TensorFlow Pruning

Introduction

When deploying machine learning models to production, especially on resource-constrained devices like mobile phones or edge devices, model size and inference speed become critical factors. TensorFlow Pruning is a powerful technique that addresses these challenges by systematically removing unnecessary weights from your neural network models.

Pruning works on a simple premise: many weights in neural networks contribute very little to the final output and can be removed without significantly affecting model performance. By "pruning" these weights (setting them to zero), we can create sparse models that require less storage space and can run faster, while maintaining similar accuracy levels.
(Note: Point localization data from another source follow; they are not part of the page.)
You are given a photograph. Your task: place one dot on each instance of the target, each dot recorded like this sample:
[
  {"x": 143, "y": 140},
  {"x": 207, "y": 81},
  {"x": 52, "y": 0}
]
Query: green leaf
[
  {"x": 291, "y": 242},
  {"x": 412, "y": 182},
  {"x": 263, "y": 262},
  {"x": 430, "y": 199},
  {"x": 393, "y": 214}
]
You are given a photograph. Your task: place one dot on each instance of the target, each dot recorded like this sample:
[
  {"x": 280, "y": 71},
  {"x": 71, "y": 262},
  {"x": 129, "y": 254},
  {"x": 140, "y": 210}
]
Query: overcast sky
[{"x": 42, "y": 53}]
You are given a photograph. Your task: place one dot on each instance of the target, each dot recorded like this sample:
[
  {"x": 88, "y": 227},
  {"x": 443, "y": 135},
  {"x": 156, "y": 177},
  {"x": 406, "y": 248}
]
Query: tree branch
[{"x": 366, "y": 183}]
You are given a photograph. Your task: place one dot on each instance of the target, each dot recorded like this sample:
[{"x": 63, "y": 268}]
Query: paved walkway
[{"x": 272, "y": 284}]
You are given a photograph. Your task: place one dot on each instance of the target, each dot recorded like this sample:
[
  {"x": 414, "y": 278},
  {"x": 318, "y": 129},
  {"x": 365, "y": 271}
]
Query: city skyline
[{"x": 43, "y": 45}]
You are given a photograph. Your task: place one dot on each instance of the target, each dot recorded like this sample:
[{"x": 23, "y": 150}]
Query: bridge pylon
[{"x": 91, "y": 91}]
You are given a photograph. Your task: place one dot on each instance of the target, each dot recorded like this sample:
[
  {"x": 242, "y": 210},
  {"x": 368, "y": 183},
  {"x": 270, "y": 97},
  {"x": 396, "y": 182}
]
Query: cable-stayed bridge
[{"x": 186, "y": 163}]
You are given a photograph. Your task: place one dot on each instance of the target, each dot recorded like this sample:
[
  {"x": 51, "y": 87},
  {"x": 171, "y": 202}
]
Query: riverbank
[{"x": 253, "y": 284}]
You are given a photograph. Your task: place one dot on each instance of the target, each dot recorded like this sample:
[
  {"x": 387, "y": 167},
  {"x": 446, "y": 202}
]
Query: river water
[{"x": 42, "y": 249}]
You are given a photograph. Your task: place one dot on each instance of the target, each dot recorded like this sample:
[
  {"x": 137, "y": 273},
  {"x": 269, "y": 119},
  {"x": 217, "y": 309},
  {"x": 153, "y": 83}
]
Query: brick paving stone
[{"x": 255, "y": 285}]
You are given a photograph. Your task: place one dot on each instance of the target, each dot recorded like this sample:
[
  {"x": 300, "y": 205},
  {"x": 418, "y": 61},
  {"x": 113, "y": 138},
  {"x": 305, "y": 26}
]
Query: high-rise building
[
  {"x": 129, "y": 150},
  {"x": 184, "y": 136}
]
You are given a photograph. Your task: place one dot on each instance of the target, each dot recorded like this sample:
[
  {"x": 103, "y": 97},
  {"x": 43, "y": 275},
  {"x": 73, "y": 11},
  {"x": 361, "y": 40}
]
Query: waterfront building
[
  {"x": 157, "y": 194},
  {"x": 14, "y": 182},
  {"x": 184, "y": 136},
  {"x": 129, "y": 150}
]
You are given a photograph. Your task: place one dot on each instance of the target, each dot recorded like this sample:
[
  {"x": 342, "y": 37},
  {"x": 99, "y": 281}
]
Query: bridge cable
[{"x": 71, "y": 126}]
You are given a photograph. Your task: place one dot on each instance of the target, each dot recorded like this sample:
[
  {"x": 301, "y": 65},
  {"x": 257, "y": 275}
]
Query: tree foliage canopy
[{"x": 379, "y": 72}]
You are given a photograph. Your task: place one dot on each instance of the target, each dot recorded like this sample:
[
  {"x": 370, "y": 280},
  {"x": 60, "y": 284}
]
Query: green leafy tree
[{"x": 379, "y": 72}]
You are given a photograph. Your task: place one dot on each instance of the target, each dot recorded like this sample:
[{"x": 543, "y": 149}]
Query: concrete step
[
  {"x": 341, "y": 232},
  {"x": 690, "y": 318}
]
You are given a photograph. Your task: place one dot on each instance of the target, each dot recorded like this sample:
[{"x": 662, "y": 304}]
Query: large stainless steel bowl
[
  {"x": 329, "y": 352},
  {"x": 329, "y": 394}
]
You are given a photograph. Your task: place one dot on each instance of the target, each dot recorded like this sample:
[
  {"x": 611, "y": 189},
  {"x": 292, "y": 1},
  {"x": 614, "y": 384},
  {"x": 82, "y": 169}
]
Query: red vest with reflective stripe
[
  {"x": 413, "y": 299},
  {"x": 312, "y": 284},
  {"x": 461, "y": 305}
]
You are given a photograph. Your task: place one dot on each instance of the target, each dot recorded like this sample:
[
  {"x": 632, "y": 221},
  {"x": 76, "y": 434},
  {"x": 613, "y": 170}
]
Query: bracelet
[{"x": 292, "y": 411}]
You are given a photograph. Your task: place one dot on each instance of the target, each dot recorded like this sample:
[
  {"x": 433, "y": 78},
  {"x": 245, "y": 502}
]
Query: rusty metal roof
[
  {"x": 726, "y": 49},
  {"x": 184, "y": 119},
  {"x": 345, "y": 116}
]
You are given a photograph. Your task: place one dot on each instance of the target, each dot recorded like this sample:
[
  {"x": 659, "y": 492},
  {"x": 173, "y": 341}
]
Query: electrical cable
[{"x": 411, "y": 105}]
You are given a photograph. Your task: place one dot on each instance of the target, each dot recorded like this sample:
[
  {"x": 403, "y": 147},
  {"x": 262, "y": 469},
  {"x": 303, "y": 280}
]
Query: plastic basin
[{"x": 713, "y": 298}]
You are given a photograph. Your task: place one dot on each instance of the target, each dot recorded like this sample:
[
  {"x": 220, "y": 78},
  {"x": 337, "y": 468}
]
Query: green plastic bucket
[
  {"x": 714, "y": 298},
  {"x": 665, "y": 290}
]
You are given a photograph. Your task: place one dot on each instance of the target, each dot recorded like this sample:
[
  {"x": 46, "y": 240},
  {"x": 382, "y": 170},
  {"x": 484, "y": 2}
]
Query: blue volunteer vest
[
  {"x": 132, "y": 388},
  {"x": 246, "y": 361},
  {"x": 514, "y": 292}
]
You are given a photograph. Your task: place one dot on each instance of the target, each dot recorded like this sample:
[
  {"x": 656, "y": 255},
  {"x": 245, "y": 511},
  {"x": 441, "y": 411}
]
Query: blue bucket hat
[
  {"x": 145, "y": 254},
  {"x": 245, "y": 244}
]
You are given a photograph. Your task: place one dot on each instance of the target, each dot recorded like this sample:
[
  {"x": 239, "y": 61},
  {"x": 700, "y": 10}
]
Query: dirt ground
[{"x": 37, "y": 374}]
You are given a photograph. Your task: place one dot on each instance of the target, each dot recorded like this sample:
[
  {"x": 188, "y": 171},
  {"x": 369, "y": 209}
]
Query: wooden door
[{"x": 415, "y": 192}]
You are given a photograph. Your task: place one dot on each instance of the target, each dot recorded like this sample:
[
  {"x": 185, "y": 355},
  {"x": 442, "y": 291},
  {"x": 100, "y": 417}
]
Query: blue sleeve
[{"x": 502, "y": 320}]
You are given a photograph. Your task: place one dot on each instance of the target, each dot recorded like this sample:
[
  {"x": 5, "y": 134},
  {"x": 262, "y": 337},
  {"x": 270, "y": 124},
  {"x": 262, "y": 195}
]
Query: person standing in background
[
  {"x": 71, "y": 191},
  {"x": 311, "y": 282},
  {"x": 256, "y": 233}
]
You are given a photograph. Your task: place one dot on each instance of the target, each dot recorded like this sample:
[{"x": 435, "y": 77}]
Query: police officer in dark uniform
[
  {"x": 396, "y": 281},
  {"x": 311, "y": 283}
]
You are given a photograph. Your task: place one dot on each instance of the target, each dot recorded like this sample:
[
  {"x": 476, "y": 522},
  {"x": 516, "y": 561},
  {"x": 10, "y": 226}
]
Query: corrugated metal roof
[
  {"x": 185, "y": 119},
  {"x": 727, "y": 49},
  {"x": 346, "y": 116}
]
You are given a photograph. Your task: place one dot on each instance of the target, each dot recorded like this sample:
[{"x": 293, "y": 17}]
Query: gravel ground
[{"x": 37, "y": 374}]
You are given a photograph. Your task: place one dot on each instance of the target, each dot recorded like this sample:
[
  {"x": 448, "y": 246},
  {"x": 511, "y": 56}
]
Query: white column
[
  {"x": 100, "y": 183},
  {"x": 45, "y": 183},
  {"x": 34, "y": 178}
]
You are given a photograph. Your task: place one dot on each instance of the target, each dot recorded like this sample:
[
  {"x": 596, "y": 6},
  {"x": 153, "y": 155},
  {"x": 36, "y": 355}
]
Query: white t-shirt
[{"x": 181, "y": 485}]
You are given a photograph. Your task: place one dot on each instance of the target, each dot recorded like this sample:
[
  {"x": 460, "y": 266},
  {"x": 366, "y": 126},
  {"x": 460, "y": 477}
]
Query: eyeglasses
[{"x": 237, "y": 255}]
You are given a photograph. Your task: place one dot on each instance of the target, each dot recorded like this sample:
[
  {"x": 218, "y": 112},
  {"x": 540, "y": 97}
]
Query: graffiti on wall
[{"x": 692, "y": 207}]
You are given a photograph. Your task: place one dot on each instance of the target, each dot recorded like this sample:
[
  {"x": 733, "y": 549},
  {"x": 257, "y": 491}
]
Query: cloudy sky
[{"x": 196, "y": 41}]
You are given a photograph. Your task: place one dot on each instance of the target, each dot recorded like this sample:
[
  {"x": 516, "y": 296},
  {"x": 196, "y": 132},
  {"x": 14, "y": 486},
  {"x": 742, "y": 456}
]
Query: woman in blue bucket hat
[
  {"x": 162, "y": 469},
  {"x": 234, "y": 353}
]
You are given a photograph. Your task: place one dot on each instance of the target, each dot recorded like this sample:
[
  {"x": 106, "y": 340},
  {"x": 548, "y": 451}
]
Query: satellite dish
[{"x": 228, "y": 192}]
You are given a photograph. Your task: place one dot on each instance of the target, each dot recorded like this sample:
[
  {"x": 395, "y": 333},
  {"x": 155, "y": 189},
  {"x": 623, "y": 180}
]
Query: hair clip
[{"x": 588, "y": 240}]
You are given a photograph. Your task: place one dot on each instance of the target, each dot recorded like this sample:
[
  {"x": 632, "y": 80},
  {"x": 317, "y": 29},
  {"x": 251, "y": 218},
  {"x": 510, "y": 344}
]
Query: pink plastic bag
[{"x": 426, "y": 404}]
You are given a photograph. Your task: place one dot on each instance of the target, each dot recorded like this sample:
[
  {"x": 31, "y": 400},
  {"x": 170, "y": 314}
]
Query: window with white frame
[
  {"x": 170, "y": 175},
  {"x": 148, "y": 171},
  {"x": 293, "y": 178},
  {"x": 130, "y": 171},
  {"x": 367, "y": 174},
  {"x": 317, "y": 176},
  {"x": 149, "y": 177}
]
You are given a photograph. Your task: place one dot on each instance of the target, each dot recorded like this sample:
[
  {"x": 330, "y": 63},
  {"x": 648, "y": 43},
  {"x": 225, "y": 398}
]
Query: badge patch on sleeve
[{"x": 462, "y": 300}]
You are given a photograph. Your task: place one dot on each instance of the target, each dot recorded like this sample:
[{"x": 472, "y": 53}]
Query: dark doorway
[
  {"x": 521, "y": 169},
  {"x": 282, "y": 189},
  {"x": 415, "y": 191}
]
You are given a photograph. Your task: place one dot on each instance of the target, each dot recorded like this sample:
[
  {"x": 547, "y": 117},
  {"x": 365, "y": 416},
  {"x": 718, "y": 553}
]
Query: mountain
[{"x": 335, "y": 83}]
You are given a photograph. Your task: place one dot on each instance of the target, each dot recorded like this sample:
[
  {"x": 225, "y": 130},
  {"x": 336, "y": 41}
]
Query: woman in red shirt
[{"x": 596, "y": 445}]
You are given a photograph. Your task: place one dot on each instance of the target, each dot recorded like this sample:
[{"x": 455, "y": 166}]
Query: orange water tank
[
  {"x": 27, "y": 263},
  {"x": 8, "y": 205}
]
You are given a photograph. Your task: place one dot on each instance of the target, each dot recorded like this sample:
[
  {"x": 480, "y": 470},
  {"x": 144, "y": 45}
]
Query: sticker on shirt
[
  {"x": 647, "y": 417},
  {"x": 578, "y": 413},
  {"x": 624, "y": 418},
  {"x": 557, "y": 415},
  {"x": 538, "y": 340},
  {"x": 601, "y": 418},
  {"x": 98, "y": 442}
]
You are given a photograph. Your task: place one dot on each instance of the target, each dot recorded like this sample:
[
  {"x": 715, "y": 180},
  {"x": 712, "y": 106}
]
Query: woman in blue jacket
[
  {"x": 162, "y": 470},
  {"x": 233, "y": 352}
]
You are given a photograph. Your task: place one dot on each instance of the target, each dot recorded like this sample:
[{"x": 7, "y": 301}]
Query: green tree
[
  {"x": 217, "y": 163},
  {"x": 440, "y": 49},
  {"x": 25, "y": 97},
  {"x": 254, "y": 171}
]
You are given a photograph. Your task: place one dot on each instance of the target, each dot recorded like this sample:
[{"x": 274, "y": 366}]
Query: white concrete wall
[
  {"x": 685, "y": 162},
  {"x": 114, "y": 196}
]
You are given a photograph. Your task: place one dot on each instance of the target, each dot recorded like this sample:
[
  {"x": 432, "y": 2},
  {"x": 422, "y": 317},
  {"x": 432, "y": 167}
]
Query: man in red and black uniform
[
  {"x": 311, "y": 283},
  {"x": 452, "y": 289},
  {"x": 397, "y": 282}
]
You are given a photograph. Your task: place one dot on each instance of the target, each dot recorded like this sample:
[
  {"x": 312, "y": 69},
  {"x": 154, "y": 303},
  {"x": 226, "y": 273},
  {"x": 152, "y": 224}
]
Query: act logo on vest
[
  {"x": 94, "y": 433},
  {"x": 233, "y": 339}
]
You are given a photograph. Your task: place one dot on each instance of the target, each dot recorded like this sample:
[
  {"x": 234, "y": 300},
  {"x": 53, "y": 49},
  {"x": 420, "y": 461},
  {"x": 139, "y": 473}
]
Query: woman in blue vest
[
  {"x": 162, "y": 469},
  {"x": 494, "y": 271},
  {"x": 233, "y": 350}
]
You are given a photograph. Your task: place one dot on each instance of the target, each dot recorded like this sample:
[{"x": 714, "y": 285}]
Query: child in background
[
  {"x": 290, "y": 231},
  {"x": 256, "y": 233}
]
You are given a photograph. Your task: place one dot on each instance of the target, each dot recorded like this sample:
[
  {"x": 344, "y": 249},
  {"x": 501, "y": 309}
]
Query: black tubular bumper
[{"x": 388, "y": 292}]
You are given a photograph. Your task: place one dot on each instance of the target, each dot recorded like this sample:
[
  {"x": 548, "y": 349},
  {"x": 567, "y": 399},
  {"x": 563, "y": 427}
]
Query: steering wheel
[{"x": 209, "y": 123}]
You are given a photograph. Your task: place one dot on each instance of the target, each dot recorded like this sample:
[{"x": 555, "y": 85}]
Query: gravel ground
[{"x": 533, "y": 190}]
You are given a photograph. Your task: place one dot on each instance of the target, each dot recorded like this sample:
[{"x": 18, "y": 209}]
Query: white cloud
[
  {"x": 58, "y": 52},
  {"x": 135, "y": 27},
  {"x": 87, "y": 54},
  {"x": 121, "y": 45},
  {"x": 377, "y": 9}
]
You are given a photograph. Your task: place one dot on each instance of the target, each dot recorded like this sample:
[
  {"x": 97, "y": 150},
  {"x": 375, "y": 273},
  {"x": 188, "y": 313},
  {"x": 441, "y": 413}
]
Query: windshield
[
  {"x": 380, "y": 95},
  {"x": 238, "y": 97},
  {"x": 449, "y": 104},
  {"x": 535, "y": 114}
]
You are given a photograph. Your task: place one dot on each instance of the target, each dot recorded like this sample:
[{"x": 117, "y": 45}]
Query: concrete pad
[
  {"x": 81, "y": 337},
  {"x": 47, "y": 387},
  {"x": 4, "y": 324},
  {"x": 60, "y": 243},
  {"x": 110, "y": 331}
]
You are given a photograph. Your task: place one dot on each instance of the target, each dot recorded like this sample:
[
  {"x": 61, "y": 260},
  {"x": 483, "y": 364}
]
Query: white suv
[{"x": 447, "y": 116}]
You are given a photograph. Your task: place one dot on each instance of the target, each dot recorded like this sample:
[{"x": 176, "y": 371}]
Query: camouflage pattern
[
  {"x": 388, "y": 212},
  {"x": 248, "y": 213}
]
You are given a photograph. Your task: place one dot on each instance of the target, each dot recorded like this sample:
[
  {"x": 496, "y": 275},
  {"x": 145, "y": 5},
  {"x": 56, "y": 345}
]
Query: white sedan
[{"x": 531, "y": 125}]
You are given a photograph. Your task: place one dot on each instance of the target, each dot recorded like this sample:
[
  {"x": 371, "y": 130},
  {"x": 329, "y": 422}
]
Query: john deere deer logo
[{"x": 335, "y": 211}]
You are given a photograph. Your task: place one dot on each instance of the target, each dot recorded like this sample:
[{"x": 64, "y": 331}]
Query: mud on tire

In this tutorial, we'll explore how to implement pruning in TensorFlow using the TensorFlow Model Optimization Toolkit, understand its benefits, and learn best practices for deploying pruned models.

Prerequisites

Before diving into pruning, make sure you have:

Basic understanding of TensorFlow and Keras
Python 3.6+
TensorFlow 2.x installed
TensorFlow Model Optimization Toolkit installed

If you need to install the TensorFlow Model Optimization Toolkit:

pip install tensorflow-model-optimization

Understanding Model Pruning

What is Pruning?

Pruning is the process of systematically zeroing out parameters (weights) in a neural network that have minimal impact on the model's predictions. These "pruned" parameters don't need to be stored or used during inference, resulting in:

Reduced model size: Fewer non-zero parameters means smaller storage requirements
Faster inference: Fewer computations needed during forward passes
Lower memory footprint: Less memory required to store model weights

Types of Pruning

TensorFlow supports several pruning approaches:

Magnitude-based pruning: Removes weights with the smallest absolute values
Structured pruning: Removes entire channels or filters
Constant sparsity pruning: Maintains a fixed percentage of zeroed weights
Scheduled pruning: Gradually increases sparsity during training

Basic Pruning Implementation

Let's implement a simple example of magnitude-based pruning on a small CNN model for MNIST:

import tensorflow as tf
import numpy as np
from tensorflow import keras
import tensorflow_model_optimization as tfmot

# Load and preprocess MNIST dataset
(train_images, train_labels), (test_images, test_labels) = keras.datasets.mnist.load_data()

# Normalize the images
train_images = train_images / 255.0
test_images = test_images / 255.0

# Reshape for the model
train_images = train_images.reshape(-1, 28, 28, 1)
test_images = test_images.reshape(-1, 28, 28, 1)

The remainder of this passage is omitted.